T'ongsŏng Kido and the Culture of Prayerful Sociality in South Korean Christianity

Across Protestant denominations and congregations in South Korea, instances of t’ongsǒng kido, or “group prayer,” share a common feature: synchronous but unsynchronized individual prayers carried out in groups. In these groups, a cacophony of voices hinders the interpretability of any single voice. Some extol this form of prayer as the optimal way to share personal secrets with God while participating in a Christian community. This ethnographic study links this widespread prayer genre to other forms of meaningful social behavior organized around intimacy, privacy, and secrecy in South Korea.

For three quarters of a century, state surveillance was a fact of Korean life—from a Japanese colonial regime that restricted speech and attempted to control people’s everyday lives, to a military dictatorship that practiced deep and pervasive monitoring and manipulation of its citizens in the name of modernization, stability, economic growth, and anti-communism. While these authoritarian regimes have given way to representative democracy, privacy still remains a concern, because forms of surveillance are still carried formally by the state, as well as, crucially, by family, friends, and acquaintances in the form of social surveillance.

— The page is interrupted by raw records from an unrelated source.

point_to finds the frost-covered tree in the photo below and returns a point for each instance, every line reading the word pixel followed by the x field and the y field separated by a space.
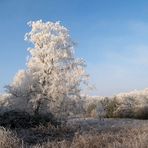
pixel 53 75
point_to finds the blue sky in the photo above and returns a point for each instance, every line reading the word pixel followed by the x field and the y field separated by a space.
pixel 111 35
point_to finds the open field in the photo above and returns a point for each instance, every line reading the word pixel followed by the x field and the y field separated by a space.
pixel 80 133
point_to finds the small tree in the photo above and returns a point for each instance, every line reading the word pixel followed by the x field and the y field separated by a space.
pixel 53 75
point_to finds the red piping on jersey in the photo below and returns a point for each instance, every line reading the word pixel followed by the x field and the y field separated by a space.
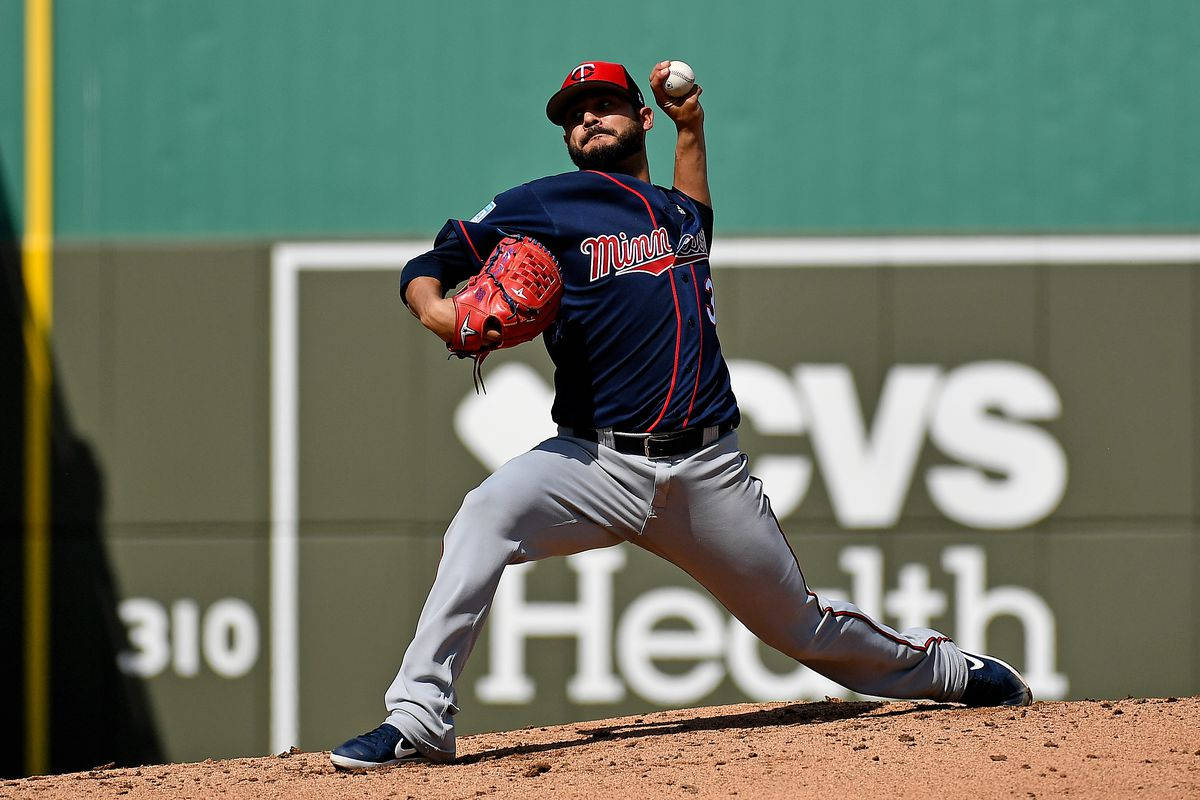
pixel 629 188
pixel 700 328
pixel 870 623
pixel 675 295
pixel 467 236
pixel 675 371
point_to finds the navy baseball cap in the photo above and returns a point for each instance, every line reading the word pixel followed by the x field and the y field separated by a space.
pixel 592 76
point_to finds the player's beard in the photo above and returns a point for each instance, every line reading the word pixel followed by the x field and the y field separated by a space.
pixel 610 155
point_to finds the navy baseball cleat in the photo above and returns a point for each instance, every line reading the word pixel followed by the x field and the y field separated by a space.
pixel 990 681
pixel 383 746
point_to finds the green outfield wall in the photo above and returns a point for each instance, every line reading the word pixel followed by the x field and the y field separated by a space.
pixel 277 118
pixel 996 439
pixel 1003 452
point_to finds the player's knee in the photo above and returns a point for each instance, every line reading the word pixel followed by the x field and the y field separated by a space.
pixel 485 506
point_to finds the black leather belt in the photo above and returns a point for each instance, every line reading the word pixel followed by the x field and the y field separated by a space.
pixel 655 445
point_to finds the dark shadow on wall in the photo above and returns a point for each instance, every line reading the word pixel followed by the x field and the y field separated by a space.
pixel 97 714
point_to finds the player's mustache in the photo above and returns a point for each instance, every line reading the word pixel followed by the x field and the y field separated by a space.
pixel 593 132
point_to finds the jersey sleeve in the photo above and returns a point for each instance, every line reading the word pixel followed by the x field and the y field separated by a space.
pixel 462 246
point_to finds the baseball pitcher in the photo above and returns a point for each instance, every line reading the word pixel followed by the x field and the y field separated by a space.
pixel 612 271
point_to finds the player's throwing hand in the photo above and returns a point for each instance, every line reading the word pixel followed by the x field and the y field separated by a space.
pixel 685 110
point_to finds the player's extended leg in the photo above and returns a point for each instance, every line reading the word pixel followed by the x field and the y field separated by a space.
pixel 557 499
pixel 719 528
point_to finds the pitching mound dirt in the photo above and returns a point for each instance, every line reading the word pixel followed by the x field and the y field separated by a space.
pixel 1149 747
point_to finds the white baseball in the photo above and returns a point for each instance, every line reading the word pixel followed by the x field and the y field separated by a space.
pixel 681 79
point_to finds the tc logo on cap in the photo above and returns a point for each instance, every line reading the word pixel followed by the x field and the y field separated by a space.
pixel 582 72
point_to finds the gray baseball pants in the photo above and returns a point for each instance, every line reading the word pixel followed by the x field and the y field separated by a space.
pixel 705 513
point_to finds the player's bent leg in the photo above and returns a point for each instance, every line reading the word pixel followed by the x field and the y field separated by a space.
pixel 552 500
pixel 720 529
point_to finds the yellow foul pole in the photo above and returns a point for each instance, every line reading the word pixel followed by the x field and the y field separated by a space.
pixel 36 260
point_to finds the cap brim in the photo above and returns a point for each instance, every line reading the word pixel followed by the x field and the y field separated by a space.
pixel 556 109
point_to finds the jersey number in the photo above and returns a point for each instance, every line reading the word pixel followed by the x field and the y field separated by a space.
pixel 711 306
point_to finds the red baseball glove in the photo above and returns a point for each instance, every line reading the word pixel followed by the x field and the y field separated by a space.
pixel 517 294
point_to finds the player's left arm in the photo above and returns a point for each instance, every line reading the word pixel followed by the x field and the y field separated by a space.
pixel 691 158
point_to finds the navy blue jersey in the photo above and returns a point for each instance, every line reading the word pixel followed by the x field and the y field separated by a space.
pixel 635 343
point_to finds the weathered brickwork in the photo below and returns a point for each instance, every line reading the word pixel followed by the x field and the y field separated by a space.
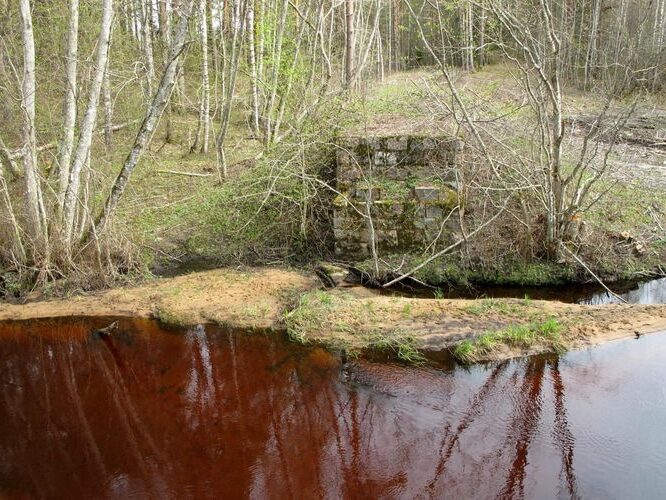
pixel 408 186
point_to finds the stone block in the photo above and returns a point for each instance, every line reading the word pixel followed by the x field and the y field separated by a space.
pixel 398 143
pixel 367 194
pixel 434 212
pixel 339 221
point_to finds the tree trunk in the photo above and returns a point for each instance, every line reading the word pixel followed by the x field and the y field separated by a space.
pixel 254 90
pixel 203 126
pixel 349 42
pixel 33 196
pixel 155 111
pixel 88 123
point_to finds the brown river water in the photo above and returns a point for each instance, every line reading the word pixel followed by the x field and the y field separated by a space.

To link prayer and reflections on it to individuals’ ongoing attempts to find spaces of intimacy and privacy, I study ethnographically the various forms of masking and hiding that are mobilized in response to surveillance. One dimension of the research is focused on prayer itself—its structures and formal features, the contexts of its practice, and reflections on its purpose and efficacy. The other dimension looks at different areas of contemporary social life in Seoul that also operate around privacy, intimacy, and secrecy, such as social factions, Internet discourse and slang, and the use of hidden quarters of the city.

This research uses the analytical and methodological tools of linguistic anthropology and semiotic anthropology, which attempt to link semiotic structure, social practice, and cultural ideology through ethnography. This research will further our understanding of the social and institutional dynamics of prayer by viewing a culturally specific, socially significant, institutionalized, highly ritualized form of prayer in relation to other socially significant forms of behavior beyond the church. At a more general level, this research speaks to longstanding concerns in the social sciences with the way private, secret, or esoteric knowledge and practices emerge and are formalized in specific kinds of social relations. Linking secrecy in prayer to practices of intimacy- and privacy-making in broader Korean urban society will demonstrate the ability of prayer both to reflect deep and pervasive concerns of members of a society, as well as to generate practical ways of managing these concerns while reproducing other values of a society, such as collective group sociality and publically performable morality.